Mit dieser Webanwendung
http://www.clickroute.de/

kann man die Kursdatei einfach in andere Formate bringen.

Grüße


----------



## kritimani (22. Mai 2007)

danke für den tip, hat super funktioniert. 

so, hier das ergebnis der schnellsuche
http://georgioupoli.net/acc/nadia_niko/bikes_d.html
http://weg.de/reisen/Griechenland/Kreta/Grecotel-Rithymna-Beach,993.html

kalimera
kritimani


----------



## kritimani (22. Mai 2007)

hi carsten,

ich hab mir die kmz kurz in google earth angeschaut. 
die runde ist fast ident mit unserer 2001er.
nur war da die strecke askifou - kallikrates - asigonia noch nicht asfaltiert.
nach asigonia bei 35.285138 24.327143 links zum kircherl abbiegen bringt mehr als die asfaltstrasse geradeaus weiter. in kournas kommst auch so an.
von der askifou nach kallikrates führt angeblich ein alter verbindungsweg, auf GE nur mehr zu erahnen.
wie ich sehe kommst sowieso nach mathes - also nicht vergessen - taverne!

noch eine frage:
warum nimmst das eigene radl nicht mit?

lass weiteres hören
kritimani


----------



## DEICHGRAF (22. Mai 2007)

.. danke, klasse Tips.

Ich reise mit Familiy an (wir haben wohl schon 50 kilo Übergepäck)   und der Urlaub steht auch mehr unter dem Zeichen "faul am Strand liegen".

Aber 2-3 x wollte ich mir schonmal etwas Höhenmeter reintrainieren (hier in Bremen ist das ja quasi aussichtslos). Nur dafür wollte ich nicht mein Bike mit herumschleppen. Ein halbwegs intaktes Hardtail wäre okay, ich wollte auch überwiegend Strasse fahren.

Wenn ich die Tour mit der TC-Software von Garmin auswerte, komme ich an einer Stelle auf Steigungen von über 30% ..............  ist da was dran ?

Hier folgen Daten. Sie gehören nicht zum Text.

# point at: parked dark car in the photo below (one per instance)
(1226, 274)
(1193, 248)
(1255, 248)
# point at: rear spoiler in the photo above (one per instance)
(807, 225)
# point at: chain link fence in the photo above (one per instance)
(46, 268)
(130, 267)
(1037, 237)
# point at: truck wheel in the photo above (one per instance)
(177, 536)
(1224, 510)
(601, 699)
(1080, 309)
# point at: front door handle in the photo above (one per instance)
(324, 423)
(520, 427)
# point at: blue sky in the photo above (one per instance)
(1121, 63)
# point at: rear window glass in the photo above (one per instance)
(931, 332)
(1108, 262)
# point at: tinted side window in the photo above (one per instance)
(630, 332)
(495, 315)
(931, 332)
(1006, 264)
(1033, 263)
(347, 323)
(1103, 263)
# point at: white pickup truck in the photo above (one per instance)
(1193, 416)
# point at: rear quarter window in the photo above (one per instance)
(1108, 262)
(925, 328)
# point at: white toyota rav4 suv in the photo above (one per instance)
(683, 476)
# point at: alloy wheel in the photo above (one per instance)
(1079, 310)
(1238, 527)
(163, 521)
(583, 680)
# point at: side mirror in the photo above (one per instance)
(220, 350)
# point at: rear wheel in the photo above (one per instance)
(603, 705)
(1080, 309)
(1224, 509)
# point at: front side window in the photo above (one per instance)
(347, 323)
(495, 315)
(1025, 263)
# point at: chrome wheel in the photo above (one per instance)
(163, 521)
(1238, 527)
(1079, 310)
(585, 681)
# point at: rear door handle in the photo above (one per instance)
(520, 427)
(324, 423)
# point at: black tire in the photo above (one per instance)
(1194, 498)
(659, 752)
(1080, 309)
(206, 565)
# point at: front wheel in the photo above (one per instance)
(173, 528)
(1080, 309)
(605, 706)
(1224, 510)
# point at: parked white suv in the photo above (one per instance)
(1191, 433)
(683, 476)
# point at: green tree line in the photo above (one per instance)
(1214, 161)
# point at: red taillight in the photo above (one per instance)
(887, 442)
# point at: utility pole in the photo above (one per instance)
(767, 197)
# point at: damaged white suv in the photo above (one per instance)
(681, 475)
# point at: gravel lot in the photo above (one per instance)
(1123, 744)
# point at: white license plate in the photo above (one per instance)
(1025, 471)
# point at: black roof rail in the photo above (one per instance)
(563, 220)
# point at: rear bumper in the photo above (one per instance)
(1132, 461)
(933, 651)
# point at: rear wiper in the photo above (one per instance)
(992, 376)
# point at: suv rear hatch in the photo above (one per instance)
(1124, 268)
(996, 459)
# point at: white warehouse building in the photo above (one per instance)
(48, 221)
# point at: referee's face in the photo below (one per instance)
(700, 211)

Wie gesagt, ich bin Flachlandtiroler

;-)


----------



## kritimani (22. Mai 2007)

hi carsten,

des mit die 30 % stimmt so nicht. am südende der askifouebene geht es links zum asfendos und kallikrates. kurz nach der abzweigung sind schon einige hundsgemeine betonrampen eingebaut, die sind aber nicht lang und dürften nicht mehr als 20 - 24 % haben. so ist es mir halt in erinnerung geblieben.

alternativ kannst von der askifou nach imbros und die strasse zur südküste.
aber nicht ganz runter, sondern bei der X chora sfakion - plakias richtung plakias/sellia. auf höhe frankokastello geht links eine piste richtung kallikrates und dort klinkst dich wieder in deine route ein. 

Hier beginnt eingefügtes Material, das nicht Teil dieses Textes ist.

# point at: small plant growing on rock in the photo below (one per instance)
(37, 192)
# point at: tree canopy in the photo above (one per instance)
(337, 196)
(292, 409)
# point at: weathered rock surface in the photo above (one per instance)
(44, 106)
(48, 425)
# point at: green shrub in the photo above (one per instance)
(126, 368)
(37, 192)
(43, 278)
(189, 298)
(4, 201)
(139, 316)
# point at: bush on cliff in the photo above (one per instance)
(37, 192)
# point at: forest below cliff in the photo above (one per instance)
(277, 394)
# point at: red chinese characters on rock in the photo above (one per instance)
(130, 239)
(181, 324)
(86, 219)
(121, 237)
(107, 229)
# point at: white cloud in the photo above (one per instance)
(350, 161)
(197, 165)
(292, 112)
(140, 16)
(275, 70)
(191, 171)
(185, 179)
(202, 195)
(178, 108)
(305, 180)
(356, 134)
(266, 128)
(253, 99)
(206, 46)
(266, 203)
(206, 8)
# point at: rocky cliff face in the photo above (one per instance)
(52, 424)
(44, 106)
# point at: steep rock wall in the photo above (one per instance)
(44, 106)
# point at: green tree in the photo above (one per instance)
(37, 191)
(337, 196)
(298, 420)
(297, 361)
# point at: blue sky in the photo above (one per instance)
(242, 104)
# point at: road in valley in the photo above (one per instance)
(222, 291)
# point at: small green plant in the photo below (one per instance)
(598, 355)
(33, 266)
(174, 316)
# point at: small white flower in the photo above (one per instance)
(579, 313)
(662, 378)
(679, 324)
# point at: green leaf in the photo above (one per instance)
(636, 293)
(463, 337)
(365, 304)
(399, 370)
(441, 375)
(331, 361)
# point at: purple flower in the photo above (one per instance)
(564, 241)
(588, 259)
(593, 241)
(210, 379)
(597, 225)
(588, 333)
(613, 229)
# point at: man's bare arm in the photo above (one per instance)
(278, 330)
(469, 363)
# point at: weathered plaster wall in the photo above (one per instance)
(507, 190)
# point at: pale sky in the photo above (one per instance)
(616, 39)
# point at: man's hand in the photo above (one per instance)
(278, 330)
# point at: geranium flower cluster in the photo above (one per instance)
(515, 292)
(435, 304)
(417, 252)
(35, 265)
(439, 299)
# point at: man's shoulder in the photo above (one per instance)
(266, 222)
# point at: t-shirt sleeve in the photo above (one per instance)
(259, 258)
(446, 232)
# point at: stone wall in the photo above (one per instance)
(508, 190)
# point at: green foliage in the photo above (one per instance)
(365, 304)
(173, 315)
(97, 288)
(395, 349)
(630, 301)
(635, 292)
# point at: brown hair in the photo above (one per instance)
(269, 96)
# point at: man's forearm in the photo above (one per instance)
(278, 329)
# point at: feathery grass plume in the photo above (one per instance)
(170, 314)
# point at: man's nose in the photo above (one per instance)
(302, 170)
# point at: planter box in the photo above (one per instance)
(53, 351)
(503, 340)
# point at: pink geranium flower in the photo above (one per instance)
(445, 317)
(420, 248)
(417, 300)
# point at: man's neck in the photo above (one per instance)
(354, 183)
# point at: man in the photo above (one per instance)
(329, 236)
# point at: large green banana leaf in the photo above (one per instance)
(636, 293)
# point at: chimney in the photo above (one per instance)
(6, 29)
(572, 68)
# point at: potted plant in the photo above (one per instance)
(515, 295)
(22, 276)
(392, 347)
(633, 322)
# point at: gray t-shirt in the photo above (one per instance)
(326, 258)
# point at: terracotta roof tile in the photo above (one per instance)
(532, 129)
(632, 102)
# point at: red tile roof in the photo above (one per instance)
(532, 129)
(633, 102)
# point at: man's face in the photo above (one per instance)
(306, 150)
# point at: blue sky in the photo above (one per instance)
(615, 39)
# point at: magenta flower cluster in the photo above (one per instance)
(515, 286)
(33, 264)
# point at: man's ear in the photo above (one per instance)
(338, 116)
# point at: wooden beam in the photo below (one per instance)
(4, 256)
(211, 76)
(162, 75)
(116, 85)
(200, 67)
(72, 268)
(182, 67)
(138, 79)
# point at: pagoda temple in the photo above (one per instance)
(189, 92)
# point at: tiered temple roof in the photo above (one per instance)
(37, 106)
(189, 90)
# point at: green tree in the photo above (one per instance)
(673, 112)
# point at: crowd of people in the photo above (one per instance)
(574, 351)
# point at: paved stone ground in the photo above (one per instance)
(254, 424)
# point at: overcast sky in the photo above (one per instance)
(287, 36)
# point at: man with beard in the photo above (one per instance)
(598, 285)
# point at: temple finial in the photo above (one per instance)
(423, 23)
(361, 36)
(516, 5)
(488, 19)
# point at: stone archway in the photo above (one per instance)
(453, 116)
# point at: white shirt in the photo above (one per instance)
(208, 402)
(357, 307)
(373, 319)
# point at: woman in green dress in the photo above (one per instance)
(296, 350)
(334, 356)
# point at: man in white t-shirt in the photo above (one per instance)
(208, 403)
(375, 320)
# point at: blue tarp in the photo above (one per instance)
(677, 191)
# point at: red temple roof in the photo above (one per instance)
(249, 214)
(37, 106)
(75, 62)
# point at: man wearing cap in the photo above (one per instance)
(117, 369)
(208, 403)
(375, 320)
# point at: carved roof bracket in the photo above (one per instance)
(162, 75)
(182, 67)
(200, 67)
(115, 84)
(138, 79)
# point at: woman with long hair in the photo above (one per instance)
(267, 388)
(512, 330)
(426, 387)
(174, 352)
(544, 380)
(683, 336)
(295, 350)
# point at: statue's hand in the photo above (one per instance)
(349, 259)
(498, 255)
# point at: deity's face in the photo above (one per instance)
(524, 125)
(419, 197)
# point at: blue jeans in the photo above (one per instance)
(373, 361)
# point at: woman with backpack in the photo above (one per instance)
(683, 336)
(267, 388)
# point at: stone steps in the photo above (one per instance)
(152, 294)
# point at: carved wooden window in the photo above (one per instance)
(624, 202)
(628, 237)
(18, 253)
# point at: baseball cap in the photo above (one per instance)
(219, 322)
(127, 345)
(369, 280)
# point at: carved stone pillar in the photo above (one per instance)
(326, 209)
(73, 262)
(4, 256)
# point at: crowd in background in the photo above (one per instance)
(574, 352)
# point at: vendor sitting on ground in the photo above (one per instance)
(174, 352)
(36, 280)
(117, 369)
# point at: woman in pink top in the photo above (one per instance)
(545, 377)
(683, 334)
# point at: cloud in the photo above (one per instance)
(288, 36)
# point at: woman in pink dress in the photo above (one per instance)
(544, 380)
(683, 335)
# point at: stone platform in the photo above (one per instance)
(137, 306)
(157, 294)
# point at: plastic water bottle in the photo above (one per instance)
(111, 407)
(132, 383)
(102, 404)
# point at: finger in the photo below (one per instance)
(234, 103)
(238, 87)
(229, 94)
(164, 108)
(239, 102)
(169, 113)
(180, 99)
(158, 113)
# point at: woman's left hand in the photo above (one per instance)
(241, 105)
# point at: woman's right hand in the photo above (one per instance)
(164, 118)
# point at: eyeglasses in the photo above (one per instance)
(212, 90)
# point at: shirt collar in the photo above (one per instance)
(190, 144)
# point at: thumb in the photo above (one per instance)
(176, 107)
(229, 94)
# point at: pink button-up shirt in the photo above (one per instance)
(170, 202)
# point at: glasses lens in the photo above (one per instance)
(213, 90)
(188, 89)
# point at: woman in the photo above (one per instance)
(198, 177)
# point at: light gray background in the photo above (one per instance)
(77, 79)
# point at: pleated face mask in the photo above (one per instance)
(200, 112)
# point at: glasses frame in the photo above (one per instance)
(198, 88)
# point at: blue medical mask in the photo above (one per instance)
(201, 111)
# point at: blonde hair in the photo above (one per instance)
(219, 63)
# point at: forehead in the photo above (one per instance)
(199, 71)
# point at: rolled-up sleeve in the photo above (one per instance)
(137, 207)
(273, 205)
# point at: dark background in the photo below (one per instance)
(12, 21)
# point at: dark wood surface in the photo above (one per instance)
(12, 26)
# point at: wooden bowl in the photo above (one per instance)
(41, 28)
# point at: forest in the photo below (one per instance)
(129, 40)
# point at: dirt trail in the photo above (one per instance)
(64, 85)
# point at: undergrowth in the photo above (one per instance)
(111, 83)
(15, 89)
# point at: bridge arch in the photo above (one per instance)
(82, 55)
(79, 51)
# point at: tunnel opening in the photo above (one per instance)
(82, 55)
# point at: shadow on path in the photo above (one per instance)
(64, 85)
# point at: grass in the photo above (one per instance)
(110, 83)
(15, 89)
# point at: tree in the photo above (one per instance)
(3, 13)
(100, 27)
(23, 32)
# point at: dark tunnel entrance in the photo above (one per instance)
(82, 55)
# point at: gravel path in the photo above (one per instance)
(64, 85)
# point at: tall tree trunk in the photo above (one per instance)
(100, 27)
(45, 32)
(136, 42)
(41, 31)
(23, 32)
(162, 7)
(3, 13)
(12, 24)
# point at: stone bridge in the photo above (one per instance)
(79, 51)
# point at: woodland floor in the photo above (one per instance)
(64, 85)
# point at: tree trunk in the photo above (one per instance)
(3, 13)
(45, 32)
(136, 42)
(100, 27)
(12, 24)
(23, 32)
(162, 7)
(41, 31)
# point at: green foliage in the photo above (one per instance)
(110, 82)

bei der von mir erwähnten alternative kircherl-kournas würd ich die 100 hm nach argiroupoli noch rauf. die quellen sind sehenswert.

eine schöne runde ist auch am kap draponas möglich.
zuerst immer an der ostseite entlang bis zur taverne zeus rock obrigalios und weiter zum kap mit der nato raketenstellung. zurück via almiridias und kalyves nach vamos!! und von vamos richtung süd vrysses. auf halben weg abzweigung zu einer imposanten klosteranlage mit einer gigantischen olivenmühlenhalle - wurde 2003 mit eu mittel begonnen zu sanieren - must see.  

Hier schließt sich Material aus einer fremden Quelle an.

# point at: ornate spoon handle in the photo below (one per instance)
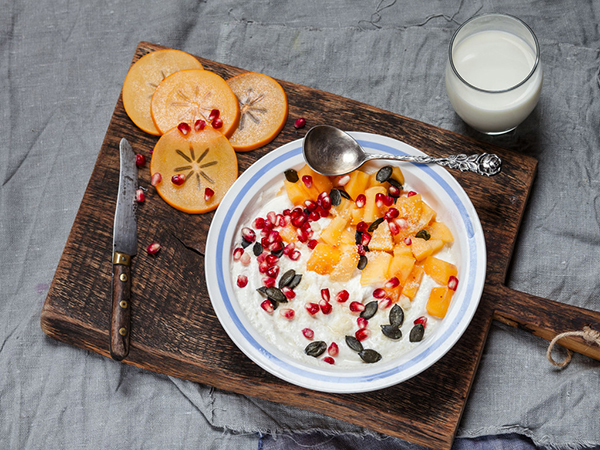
(484, 164)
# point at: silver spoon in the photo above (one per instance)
(332, 152)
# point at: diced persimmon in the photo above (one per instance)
(381, 239)
(439, 230)
(191, 95)
(413, 282)
(264, 110)
(204, 158)
(143, 78)
(323, 259)
(439, 270)
(422, 249)
(376, 269)
(357, 184)
(439, 301)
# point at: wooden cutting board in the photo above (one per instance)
(176, 332)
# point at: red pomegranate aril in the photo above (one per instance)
(267, 306)
(140, 197)
(140, 160)
(242, 281)
(178, 179)
(362, 334)
(184, 128)
(452, 283)
(333, 349)
(361, 200)
(287, 313)
(357, 307)
(153, 248)
(342, 296)
(379, 293)
(325, 307)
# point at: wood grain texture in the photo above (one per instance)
(173, 323)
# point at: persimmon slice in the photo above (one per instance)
(143, 78)
(205, 159)
(191, 95)
(263, 110)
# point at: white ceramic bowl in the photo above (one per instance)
(438, 188)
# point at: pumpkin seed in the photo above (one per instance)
(369, 356)
(354, 344)
(315, 349)
(370, 310)
(416, 334)
(396, 316)
(391, 331)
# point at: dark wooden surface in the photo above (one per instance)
(175, 330)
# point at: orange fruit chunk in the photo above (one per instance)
(204, 158)
(263, 110)
(143, 78)
(191, 95)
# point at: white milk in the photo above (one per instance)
(493, 60)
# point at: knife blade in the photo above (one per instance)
(124, 248)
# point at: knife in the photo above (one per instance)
(124, 248)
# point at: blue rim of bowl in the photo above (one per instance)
(293, 371)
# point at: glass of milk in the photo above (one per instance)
(494, 75)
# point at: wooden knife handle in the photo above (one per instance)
(120, 323)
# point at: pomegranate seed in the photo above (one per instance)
(267, 306)
(422, 321)
(248, 234)
(362, 334)
(300, 122)
(333, 349)
(379, 293)
(184, 128)
(237, 253)
(325, 307)
(242, 280)
(178, 179)
(140, 196)
(140, 160)
(307, 180)
(199, 125)
(308, 333)
(392, 283)
(153, 248)
(361, 199)
(362, 322)
(357, 307)
(214, 114)
(245, 259)
(342, 296)
(288, 313)
(288, 292)
(343, 180)
(269, 281)
(452, 283)
(273, 271)
(156, 179)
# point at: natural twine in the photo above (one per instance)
(589, 335)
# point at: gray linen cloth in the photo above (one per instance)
(63, 64)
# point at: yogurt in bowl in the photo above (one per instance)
(282, 344)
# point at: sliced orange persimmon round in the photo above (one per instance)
(191, 95)
(263, 110)
(143, 78)
(196, 167)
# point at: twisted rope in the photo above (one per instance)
(589, 335)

so das wars vorerst, zum gustieren kannst meine bergradlseitn besuchen
http://bergradln.at

servus
kritimani

! mit kids würd ich eher ins o filou essen gehen. abseits der strasse und genug platz zum rumtoben. das speisenangebot ist kretisch/griechisch ausgerichtet.
für pizze und pasta ist das rodario empfehlenswert.
sirthaki ist sowieso gut, speziell die nudeln haben uns immer wieder auf die beine geholfen. nur die kids haben fast keinen auslauf beim aufs essen warten.


----------



## DEICHGRAF (24. Mai 2007)

´n abend ... klasse,
ETHON hat geantwortet. reservieren kann er zwar nicht, aber für einen guten kurs kann man bei ihm pro woche ein MTB leihen. mal sehen, was das für teile sind, aber immerhin schön, dass es direkt vor ort was gibt.

carsten


----------



## kritimani (25. Mai 2007)

servus carsten,

ethon hatte 2003 ziemliche schrottmühlen, irrsinnig schwer und nur 21 gänge.
denen hätts bei der ersten ausfahrt die steuersätze und lager zerbröselt, wenn wir die getestet hätten  

in 4 jahren kann sich aber einiges getan haben.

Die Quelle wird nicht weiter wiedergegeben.